Last night, I completed my solid draft of, "Petty Theft," one of the overhaul / major revision stories I was talking about in the last post. I'll edit it today and, if generally satisfied, let Rose hack away at it, and then hopefully have it prepped for submission as a 2500 - 3000 word crime story on Monday.
It's been an interesting experience working on this. It's partly editing for style and content, of course. It's partly proofing my high school grammar (which wasn't bad). But a lot of it is writing from scratch. I think on pure word count I went from 1700 in the original to 2500 at the end of last night's draft. Way more than 800 of the words are brand new, though.
I found myself using the original version of the story almost as a narrative outline. "Okay, here's plot point one, here's plot point two, here's the crescendo..." I kept most of the original dialogue -- which was sparse in this story, anyway. I kept a few particularly clever turns of phrase (LOL!). But mostly it's a whole new story.
The original story was part of a group of stories that were quite literally my attempt to answer a self-administered writing challenge, "How can you write a short story that reads like watching an episode of Alfred Hitchcock Presents?" That will largely be true still when they have all been redone, but there's a difference. What originally interested me about those stories were the twists and turns of the plot itself. At this point in my life and in my development as a writer, I am far more interested in the main character's psychology as it is twisted and turned by the plot.
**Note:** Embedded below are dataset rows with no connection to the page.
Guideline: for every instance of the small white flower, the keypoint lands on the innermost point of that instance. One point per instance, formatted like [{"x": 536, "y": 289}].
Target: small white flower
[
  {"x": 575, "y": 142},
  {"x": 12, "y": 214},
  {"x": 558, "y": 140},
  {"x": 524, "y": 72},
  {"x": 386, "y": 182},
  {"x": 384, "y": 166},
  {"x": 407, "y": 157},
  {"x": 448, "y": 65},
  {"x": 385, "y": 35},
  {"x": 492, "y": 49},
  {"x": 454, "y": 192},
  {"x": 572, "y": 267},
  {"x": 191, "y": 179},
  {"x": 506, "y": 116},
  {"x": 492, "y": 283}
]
To accomplish this shift in focus for "Petty Theft," I shifted the POV from third-person to first. This allowed me not only to introduce more interesting internal monologue, but also to present the psychosis of the MC more coherently. When you're stuck with describing an unbalanced person from the outside, you run the risk of brushing unintentionally up against humor and satire. When you can show it from the inside, it seems more natural to the character and the balance shifts a little more toward disturbing, away from comic.
The real challenge was, of course, maintaining the original essence or soul of the story. I want to make sure I didn't only maintain the plot, but a lot of the spirit. I want a new angle on the original story, not an entirely different piece. That's what I'll be looking for when I edit today!